David Berkowitz: Great to be here. Thanks so much, Darryl. The best way to describe myself is a serial marketer, and that's both the name of the consultancy that I set up, but also, I use that for the name of the marketing community I established five years ago, Serial Marketers, and so spent a lot of my career on the agency side, doing corporate marketing and strategy, and then went over to the tech side, working with a lot of marketing and ad tech companies, also in these strategy and marketing roles. Also, a habitual community builder, and so along with Serial Marketers this year, pretty recently, I launched the AI Marketers Guild just to bring people together around this very timely topic.
Daryl Pereira: In your mind, a little bit about marketing and what's the potential, maybe even if you want to show your own journey into this realm, and what got you into looking at AI for marketing?
David Berkowitz: Some of it dates back to my work on the agency side, where I fell into this role as the what's next person, and someone whose job it was to look at what's coming? This included a 360 eye under Dentsu, ultimately, trying to figure out what to make sense of social media marketing, and then writing the mobile marketing playbook, and then figure out all these next pieces from there. I'm doing a lot of demo days for our clients, and running emerging media labs and things like that. A lot of fun, but also very frustrating, because you're often working with the kinds of technologies that don't have widespread adoption yet, and that people can't understand why they should be using them. A lot of what I've done and had the opportunity to do is have a lot of hands- on experience, and getting to experiment with it. During the height of the Web3 craze, I had the CMO coin on a creator coin platform. As you might suspect, that platform didn't really go anywhere, and so kind of wound up being a mess, as a lot of things in the crypto and Web3 world wound up being. But it was so helpful for me to have this thing that I could actually try to see, " Okay, so how does having a currency like this intersect with the community?" As I was trying to figure out some things of what do I do next with the community, I ultimately made what was a tough, but in hindsight, easier than its team decision, to spin off the AI Marketers Guild as something separate, because there's just too much going on that is so heavily focused on what is that intersection of how do we apply, AI specifically as far as I'm concerned, to these marketing use cases, and can we bring the right people together around that? Ultimately, it was like managing one community is hard enough. Managing two or more is almost insanity, but there's a reason for both to exist, and I have a lot of fun doing it.

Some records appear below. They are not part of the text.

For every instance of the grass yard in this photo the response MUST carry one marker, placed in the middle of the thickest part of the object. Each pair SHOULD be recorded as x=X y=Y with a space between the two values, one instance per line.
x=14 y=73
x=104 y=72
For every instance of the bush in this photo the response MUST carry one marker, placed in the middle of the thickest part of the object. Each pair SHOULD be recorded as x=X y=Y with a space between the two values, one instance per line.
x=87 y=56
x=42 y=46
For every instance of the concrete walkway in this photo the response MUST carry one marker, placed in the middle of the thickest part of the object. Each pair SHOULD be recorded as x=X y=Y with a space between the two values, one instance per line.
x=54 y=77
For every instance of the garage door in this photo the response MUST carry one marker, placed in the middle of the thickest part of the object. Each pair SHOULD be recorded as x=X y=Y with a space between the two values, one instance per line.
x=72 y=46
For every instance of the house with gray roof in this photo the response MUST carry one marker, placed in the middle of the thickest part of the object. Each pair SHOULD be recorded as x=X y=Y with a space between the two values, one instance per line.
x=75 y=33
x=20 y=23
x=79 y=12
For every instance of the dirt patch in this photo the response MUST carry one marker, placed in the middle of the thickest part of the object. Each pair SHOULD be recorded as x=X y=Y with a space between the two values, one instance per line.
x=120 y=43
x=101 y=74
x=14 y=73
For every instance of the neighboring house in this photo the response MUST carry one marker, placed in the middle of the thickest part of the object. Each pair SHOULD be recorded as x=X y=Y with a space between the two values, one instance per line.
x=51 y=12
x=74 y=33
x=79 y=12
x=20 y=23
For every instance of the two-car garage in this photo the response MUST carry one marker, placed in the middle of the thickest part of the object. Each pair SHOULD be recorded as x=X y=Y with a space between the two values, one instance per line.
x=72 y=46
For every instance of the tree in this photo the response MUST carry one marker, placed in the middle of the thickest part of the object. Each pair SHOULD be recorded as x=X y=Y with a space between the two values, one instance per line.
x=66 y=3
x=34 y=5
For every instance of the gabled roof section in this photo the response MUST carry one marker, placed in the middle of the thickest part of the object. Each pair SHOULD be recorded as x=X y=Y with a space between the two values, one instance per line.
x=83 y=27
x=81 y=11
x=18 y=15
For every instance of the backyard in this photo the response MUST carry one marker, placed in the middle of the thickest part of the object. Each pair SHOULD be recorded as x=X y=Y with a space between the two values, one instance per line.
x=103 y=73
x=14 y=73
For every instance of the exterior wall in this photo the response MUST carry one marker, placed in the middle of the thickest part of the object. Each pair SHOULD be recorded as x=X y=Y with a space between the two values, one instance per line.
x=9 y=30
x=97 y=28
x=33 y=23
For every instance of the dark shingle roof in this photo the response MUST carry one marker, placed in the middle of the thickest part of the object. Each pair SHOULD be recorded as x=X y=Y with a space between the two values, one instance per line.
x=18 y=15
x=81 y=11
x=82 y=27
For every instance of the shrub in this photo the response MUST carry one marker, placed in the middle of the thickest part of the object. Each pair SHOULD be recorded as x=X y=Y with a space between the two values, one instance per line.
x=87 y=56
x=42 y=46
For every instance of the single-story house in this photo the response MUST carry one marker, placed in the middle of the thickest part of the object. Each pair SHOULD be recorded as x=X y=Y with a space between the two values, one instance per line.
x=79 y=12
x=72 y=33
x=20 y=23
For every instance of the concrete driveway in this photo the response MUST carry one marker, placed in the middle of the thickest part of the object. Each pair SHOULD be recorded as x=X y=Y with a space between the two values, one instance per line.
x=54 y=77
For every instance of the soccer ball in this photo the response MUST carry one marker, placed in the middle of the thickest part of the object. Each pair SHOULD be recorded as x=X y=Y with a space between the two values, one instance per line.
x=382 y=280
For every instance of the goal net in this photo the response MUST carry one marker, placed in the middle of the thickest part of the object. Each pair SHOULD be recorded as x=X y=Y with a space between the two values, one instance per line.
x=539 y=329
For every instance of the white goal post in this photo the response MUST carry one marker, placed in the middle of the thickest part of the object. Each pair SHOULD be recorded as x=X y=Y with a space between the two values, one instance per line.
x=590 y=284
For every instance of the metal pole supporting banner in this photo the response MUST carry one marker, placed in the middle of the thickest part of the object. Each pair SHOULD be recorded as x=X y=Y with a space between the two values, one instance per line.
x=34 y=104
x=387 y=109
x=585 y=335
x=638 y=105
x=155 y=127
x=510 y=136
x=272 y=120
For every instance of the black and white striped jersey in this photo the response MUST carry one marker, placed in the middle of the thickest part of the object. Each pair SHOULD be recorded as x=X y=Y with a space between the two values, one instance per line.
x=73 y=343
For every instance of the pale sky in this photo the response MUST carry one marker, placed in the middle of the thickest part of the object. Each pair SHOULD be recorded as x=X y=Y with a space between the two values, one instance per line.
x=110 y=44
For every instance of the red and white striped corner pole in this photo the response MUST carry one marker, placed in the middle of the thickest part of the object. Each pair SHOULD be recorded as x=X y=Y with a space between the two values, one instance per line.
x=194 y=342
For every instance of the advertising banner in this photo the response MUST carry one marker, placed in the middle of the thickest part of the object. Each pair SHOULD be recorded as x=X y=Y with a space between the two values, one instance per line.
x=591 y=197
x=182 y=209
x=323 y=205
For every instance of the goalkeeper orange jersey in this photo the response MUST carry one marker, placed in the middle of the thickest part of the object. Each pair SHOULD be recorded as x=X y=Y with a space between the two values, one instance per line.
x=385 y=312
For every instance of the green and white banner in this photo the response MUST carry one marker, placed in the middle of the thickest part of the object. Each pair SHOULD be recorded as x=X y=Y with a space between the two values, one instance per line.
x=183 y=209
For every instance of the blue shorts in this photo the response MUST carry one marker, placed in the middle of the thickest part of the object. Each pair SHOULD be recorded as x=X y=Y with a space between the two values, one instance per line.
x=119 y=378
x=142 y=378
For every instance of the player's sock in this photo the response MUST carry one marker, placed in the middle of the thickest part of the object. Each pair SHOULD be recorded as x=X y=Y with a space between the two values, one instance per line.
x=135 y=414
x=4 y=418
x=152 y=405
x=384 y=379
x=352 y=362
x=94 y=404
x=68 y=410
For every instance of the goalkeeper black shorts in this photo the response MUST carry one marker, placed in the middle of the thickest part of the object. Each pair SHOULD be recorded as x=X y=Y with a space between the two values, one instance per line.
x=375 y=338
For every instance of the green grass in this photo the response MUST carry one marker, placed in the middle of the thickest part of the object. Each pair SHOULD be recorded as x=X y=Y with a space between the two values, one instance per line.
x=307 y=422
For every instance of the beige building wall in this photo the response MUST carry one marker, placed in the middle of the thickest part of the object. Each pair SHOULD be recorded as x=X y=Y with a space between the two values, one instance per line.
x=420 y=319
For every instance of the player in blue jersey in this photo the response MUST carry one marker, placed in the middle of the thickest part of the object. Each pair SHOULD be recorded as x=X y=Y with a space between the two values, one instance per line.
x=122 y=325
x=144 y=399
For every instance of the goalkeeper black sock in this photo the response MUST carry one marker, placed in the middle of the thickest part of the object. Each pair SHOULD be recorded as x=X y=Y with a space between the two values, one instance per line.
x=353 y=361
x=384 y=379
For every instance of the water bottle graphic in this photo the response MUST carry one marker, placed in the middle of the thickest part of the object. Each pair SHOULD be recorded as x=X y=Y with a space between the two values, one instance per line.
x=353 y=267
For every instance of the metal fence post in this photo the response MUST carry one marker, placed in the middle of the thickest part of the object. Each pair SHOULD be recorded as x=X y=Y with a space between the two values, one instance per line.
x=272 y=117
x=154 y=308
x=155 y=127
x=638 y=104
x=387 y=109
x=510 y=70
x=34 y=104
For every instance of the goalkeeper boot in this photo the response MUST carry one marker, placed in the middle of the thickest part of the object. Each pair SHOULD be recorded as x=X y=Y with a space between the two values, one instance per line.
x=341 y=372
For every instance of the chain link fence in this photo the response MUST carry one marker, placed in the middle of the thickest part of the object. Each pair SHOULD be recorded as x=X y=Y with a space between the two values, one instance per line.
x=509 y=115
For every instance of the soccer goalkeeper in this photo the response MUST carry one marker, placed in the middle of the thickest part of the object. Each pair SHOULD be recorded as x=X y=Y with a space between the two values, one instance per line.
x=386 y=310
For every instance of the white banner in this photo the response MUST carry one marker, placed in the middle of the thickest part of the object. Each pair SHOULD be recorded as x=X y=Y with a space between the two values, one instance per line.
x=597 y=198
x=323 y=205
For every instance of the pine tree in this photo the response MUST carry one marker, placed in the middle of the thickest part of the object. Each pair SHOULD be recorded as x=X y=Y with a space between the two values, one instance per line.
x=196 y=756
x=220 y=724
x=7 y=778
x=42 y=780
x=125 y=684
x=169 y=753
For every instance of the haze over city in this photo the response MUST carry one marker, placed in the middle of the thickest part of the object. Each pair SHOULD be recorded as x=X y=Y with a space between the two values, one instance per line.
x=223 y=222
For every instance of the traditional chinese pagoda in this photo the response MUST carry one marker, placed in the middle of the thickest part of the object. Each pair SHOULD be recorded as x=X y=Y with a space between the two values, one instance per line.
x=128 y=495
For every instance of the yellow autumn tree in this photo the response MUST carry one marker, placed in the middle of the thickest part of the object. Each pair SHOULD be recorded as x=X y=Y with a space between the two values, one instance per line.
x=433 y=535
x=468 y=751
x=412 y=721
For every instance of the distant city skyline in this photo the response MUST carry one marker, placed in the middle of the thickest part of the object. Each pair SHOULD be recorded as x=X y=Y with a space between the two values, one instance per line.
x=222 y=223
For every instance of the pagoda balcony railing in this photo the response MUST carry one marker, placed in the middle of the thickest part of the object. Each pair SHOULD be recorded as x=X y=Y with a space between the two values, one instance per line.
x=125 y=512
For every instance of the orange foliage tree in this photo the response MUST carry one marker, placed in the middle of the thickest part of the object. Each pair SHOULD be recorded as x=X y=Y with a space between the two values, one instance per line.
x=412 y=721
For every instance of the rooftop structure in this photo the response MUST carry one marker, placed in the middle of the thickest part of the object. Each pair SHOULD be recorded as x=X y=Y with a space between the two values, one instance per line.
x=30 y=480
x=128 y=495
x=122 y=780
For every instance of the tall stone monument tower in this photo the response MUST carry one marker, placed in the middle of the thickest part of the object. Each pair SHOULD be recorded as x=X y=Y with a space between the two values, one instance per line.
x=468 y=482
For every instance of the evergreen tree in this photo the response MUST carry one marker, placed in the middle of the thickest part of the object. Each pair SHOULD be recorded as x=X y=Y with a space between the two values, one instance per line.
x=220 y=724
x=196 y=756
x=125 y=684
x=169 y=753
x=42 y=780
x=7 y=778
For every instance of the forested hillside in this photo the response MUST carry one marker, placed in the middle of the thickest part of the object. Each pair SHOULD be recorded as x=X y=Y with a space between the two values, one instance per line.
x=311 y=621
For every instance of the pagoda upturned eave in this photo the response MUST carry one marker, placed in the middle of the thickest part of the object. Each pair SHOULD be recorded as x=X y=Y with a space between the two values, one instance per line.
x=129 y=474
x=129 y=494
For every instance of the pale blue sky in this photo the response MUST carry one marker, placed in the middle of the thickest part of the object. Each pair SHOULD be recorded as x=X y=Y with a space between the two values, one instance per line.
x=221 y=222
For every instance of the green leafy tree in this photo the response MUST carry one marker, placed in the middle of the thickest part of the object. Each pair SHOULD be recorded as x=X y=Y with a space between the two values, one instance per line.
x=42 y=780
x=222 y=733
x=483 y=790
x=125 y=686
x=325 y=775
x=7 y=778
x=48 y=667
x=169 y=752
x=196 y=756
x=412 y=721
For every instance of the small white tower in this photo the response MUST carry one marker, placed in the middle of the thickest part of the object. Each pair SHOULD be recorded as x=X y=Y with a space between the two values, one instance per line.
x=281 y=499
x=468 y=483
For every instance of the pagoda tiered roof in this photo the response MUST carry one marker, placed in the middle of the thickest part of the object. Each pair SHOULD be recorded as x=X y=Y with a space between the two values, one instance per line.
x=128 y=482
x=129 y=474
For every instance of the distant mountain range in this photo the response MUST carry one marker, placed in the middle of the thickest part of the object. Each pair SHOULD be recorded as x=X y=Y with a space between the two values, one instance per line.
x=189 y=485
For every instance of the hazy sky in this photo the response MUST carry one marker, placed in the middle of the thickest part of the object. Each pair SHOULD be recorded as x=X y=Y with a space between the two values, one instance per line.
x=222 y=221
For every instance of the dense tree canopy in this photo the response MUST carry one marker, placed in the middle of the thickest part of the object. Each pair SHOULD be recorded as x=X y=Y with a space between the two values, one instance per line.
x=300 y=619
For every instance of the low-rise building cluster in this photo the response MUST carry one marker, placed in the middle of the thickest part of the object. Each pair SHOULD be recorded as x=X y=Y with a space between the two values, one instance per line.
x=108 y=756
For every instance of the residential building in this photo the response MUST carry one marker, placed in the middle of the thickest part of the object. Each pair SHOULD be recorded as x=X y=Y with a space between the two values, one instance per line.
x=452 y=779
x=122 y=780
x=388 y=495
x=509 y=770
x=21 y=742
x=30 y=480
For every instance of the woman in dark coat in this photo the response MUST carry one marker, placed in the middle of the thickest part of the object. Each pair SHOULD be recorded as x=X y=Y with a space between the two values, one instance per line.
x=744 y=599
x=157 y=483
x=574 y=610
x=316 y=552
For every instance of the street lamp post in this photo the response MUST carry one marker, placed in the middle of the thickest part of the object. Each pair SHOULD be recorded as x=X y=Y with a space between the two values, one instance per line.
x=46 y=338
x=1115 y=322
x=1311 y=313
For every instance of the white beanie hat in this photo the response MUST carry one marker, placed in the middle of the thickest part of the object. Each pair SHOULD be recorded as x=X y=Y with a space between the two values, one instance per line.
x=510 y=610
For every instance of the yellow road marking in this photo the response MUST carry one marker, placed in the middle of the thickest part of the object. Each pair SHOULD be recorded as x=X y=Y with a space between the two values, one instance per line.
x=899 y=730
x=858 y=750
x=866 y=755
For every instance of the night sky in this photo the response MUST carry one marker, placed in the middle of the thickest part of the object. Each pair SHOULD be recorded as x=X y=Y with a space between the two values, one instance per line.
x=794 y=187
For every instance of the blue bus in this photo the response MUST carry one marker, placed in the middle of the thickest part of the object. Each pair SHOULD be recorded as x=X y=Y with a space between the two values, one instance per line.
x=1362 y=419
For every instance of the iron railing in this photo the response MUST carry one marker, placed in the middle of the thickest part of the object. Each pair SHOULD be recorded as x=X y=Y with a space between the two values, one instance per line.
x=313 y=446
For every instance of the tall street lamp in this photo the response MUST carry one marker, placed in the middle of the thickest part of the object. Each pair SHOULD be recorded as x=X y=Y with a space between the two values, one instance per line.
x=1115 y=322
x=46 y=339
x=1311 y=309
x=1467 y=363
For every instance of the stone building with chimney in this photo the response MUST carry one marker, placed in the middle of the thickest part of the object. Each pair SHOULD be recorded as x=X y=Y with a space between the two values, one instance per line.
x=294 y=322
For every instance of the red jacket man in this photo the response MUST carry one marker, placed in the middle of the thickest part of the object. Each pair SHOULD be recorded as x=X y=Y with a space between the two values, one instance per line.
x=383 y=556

Daryl Pereira: The insanity, that it's fun. Good to know. Okay, you talk about the marketing use cases for AI. Just in case the audience is wondering, what are some of the use cases that you are seeing emerge? The specific ones you could point to.
David Berkowitz: Right now, the crazy thing is that if you are going into a marketing career, it doesn't really matter where you're going. Like brand side, agency side, you're working at a marketing tech company, or another platform like a major media property, like a Netflix, or TikTok, or something that where marketing is big use case for it, or you're just working with a local business down the street, then there are probably ways that you can and should be using AI. A lot of the earliest use cases you see are very focused on content generation, and as someone who's written hundreds of articles, and I actually got into the whole marketing field initially to be a writer, and trying to see if there was a career for me that way, and it evolved a few times, and a few pivots later, I am where I'm now, but yes, I use it to workshop ideas and create drafts of content. Those things are very near and dear to me. When I'm creating, say, an event landing page, now I just use an AI generated image. I used to have a stock photo service that I had a ton of credits for. Now, even using something that's a little less good and maybe a little more weird, I kind of like it for the work I do when you could tell something's a little bit distorted in some way, then great, but now, whether it's a Midjourney, or some up and coming players, like Idea Grab, let alone what Adobe is doing, if you're in the visual arts, there's so much you could do with very high professional standards, but it's not limited to that. Like a client I'm working with handed me some data to go through and some raw data from a survey. Well, before I even looked at what the survey said, I popped all of this into both ChatGPT and to Claude by Anthropic, one of the other big ones. I popped these in and I said, " Can you help me understand the top takeaways?" Then, let's say I'm an editor for a major ad trade, then which of these things are going to be most important for me? Say, " Help me write a draft, press release about this." All of these kinds of things that you could do on the data front. I was working on contracts for another group I'm involved with. I am not a lawyer, I don't even play one on podcasts. You do not want to come to me for legal advice, but I could use these kinds of tools out there to say, " What kinds of things should be included in this?" Basically, whatever your job is, then if it hasn't been directly impacted by AI, it probably can be, and to some extent, it probably should be.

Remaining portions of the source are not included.